Popular antihistamine used to help young children sleep is ineffective

Although about half of pediatricians recommend that children under age 2 can be given diphenhydramine to help them sleep, the first study to look at effectiveness of the agent in children who are that young found no benefit.

In fact, the national study, conducted by researchers from Georgetown University Medical Center and published in the July issue of Archives of Pediatrics & Adolescent Medicine, found that the drug appeared to perform worse than a placebo agent. Only 1 out of 22 children showed improvement in sleeping after using diphenhydramine compared to 3 in 22 children who used a placebo. The drug, an antihistamine, is available over-the-counter in generic forms or as the name-brand drug, Benadryl..

Because of diphenhydramine's obvious lack of effectiveness, the clinical trial's Data Safety Monitoring Board shut down the study early, says lead author, Dan Merenstein, M.D., an assistant professor in the Department of Family Medicine at Georgetown.

"This is a small study, but one with big implications, because it is looking at the effectiveness of a widely used drug that has not been examined for infant and toddler use," says Merenstein. Half of pediatricians recommend use of diphenhydramine, according to surveys, and many child-rearing books offer the same advice, "but because the drug works as a sleep aide for some adults, we pretend it works for everyone," he says.

Merenstein cautions that a larger study is needed to definitively prove that diphenhydramine doesn't work as thought in young children, but adds, "At this point I would advise parents to think about different methods to help a child sleep," Merenstein says.

Researchers at Johns Hopkins University, Virginia Fairfax University, and the University of Hawaii worked with Merenstein on the study, which he conducted at Johns Hopkins before coming to Georgetown.

The clinical trial, known as TIRED (Trial of Infant Response to Diphenhydramine), enrolled 44 children, age 6-15 months, with the participation of their parents, and followed the families for six weeks. During this time, parents kept diaries to record the sleep habits of their children throughout the night. Treatment with a placebo agent or diphenhydramine occurred during one week, and the days before and after treatment were recorded for comparison purposes. The study was blinded in that neither researchers nor parents knew which children received which treatment.

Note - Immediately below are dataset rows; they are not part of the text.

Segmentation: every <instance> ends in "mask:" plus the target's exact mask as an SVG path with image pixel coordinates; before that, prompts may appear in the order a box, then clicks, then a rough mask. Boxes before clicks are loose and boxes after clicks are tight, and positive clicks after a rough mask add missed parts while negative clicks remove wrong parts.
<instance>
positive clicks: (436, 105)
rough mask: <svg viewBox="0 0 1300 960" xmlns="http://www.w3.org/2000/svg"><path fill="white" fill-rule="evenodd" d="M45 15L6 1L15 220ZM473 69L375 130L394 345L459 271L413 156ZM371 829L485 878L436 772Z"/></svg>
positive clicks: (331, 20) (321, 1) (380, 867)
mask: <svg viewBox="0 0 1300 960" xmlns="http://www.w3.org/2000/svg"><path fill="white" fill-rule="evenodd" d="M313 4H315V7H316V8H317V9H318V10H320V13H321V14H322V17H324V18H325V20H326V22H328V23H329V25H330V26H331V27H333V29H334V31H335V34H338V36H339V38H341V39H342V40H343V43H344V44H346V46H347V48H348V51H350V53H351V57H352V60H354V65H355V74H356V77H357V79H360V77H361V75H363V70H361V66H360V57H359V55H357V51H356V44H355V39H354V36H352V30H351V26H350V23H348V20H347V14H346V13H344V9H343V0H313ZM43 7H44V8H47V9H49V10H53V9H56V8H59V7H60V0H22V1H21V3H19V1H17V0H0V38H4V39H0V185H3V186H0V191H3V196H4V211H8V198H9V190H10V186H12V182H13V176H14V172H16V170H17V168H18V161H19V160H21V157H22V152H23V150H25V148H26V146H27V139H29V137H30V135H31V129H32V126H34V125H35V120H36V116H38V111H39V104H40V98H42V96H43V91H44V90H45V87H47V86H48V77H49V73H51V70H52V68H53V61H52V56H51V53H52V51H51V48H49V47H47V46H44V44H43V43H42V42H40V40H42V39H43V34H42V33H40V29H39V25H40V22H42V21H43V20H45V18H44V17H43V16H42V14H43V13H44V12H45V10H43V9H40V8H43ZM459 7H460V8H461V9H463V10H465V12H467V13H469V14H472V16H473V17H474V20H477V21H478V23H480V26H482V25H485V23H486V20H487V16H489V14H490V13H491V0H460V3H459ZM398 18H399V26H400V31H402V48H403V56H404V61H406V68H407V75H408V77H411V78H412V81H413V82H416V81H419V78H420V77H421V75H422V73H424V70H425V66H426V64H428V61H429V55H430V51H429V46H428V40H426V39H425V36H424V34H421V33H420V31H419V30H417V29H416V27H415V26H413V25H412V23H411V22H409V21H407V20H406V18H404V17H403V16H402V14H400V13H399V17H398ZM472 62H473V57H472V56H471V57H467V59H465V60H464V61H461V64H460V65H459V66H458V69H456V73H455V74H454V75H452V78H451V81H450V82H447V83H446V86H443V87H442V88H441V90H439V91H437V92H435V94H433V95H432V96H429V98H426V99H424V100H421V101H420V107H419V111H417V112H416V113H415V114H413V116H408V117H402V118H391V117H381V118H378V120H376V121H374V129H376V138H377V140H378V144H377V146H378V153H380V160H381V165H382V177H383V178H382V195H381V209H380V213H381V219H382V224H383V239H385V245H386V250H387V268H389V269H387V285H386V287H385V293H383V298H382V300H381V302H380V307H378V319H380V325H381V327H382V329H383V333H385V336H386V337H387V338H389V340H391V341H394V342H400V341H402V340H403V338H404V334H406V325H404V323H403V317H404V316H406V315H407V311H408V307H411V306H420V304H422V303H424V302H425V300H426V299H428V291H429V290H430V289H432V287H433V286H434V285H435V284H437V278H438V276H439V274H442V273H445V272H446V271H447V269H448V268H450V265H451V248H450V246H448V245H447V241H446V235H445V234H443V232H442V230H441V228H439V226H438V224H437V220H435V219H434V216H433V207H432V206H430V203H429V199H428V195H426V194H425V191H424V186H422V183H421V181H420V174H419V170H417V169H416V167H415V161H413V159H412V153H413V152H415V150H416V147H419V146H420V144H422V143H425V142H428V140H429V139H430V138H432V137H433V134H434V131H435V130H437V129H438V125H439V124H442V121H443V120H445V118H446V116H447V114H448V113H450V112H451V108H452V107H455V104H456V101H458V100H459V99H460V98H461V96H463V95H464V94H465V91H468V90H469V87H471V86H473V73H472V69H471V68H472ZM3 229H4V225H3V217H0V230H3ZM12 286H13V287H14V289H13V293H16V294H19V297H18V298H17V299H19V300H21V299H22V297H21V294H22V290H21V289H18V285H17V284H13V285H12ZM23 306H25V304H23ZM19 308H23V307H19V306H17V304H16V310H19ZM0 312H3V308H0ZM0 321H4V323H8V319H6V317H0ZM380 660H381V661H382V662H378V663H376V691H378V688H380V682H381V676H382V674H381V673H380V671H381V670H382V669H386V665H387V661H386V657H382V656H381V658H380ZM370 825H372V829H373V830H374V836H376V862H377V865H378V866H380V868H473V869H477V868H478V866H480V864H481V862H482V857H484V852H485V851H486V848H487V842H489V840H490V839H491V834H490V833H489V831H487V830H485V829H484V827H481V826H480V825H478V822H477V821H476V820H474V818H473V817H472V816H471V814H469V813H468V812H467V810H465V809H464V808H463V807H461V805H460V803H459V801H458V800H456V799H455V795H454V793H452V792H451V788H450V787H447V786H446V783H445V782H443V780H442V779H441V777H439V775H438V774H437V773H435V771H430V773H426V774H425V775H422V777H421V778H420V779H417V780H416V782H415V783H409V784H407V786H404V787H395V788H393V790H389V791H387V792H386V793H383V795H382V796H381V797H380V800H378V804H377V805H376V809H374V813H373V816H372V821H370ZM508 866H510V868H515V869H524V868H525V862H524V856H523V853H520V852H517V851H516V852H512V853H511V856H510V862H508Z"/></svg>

The investigators had hypothesized that, based on the sedative properties of diphenhydramine in adults, treated children would be more likely to fall asleep without any other help from their parents, and that doing so would lead them to associate the crib with sleep and comfort, helping them to fall back asleep if they woke up.

But Merenstein says the results were surprising. Diphenhydramine use was no more effective than a placebo in reducing nighttime awakening, "or improving overall parental happiness with sleep for infants," he says.

Merenstein also notes that while it is generally reported about 7 percent of diphenhydramine users become "hyperactive," and so have increased sleep problems, only one child showed some evidence of hyperactivity. Still, he says, "it is possible that diphenhydramine caused low-level hyperactivity in children, negating the sleep benefits seen in some adults, but we really don't know why it didn't work."